Gelin o günleri “Patikalar: Resmi Tarihe Çentik” sözlü tarih kitabından okuyalım…
Ali Erol: 1997’de deneme 1 Mayıs’ı
Örneğin herkes ne bilir? İşte Türkiye’de gökkuşağı bayrağıyla ve kendi pankartlarıyla eşcinseller ve translar ilk defa Ankara’da 1 Mayıs’a 2001’de katıldı, denir. Doğru... Yani bu tarih olarak doğru ama bizim bir deneme 1 Mayıs’ımız var 1997’de. Biz zaten düzenli Pazar toplantıları yapan, dergisini düzenli çıkaran, çalışan, mücadelesini politikasını örmeye çalışan bir grubuz.
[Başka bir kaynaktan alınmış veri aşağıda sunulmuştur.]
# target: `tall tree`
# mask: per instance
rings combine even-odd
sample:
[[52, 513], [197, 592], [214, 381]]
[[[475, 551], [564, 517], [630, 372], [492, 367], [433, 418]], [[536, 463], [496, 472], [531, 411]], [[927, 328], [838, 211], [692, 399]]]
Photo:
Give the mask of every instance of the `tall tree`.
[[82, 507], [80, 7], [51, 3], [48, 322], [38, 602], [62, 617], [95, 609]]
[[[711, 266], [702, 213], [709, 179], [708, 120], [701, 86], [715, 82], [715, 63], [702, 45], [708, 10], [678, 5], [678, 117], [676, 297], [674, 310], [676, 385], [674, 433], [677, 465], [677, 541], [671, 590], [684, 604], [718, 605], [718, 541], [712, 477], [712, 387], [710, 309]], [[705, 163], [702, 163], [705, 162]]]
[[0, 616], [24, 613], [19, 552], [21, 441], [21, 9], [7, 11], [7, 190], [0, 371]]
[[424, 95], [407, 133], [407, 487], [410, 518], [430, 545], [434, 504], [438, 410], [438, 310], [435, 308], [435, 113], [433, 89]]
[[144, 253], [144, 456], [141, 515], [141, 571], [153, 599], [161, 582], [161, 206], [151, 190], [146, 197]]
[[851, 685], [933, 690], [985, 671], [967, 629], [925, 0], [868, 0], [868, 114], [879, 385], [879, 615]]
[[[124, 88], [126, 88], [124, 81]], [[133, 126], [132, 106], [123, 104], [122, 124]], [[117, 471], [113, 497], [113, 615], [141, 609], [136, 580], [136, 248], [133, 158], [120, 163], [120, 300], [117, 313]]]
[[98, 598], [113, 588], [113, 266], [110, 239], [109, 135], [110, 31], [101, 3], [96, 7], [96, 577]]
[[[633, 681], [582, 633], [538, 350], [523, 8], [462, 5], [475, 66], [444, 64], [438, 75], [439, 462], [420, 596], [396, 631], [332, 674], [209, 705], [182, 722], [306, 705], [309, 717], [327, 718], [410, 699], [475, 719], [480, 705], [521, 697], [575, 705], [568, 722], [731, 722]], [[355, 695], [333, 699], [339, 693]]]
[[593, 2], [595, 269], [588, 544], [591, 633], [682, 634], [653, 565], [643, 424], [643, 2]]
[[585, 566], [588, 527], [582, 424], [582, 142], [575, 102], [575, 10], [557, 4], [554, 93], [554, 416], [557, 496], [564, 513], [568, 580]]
Aslında bir nevi adı konmadan dernek gibi çalışma aşamasına gelmiş bir grubuz. Dolayısıyla biz 1 Mayıs’a katılmak istiyoruz ve 1997’de ilk defa 1 Mayıs’a katıldık. 1 Mayıs’tan sonraki Pazar toplantısında kıyamet koptu. Yani bir kesim şey diyordu “Ya arkadaşlar ne işimiz var 1 Mayıs’ta?!” ya da “Ne işimiz var 1 Mayıs’ta?” diye anlamak için soruyordu. Bir kesim seziyordu bu işin nereye varacağını ve sonunun nasıl gelişeceğini. Bir 1 Mayıs’a katılmakla bu işin bitmeyeceğini sezdiği için de şey diyordu yani “Nerden çıktı bu?”. Yani şu aşamaya gelmek zaman aldı... Hayır... Yani Kaos 1 Mayıs’a katılır ve eşcinsellerin güvenli bir şekilde burunları bile kanamadan katılıp geri dönmesini sağlamak için çalışır ama herkesin de her yere katılmasını dayatmaz. Yani ben bir rahat olayım. Örneğin bir grup 1 Mayıs’a gittiğinde ben de büroda nöbet tutup, orayı açık tutabilirim hem de arkadaşlarım döndüğünde çayı, kahveyi, simidi hazır edebilirim. Yani nerden ne tutmak istiyorsam, elimden ne geliyorsa diye. Bu aşama örneğin zaman aldı aslında. Gene benzer bir şekilde Mehmet Ali Birand 32. Gün’e özel bir program yapmak istiyordu, işte biz de “Ne var bunda, biz zaten artık kendimizi gizlemiyoruz, bari katılalım” dedik. Gene kıyamet koptu. “Nasıl olur” işte, “gruptan örgütten dergiden iki kişi buraya katılsa bile aslında iş onlarla bitmeyecek çünkü ben de bu grubun bir üyesiyim” diye, o görünürlük çatışması dönüp dolaşıp beni de zorlayacak diye hissediyor insanlar...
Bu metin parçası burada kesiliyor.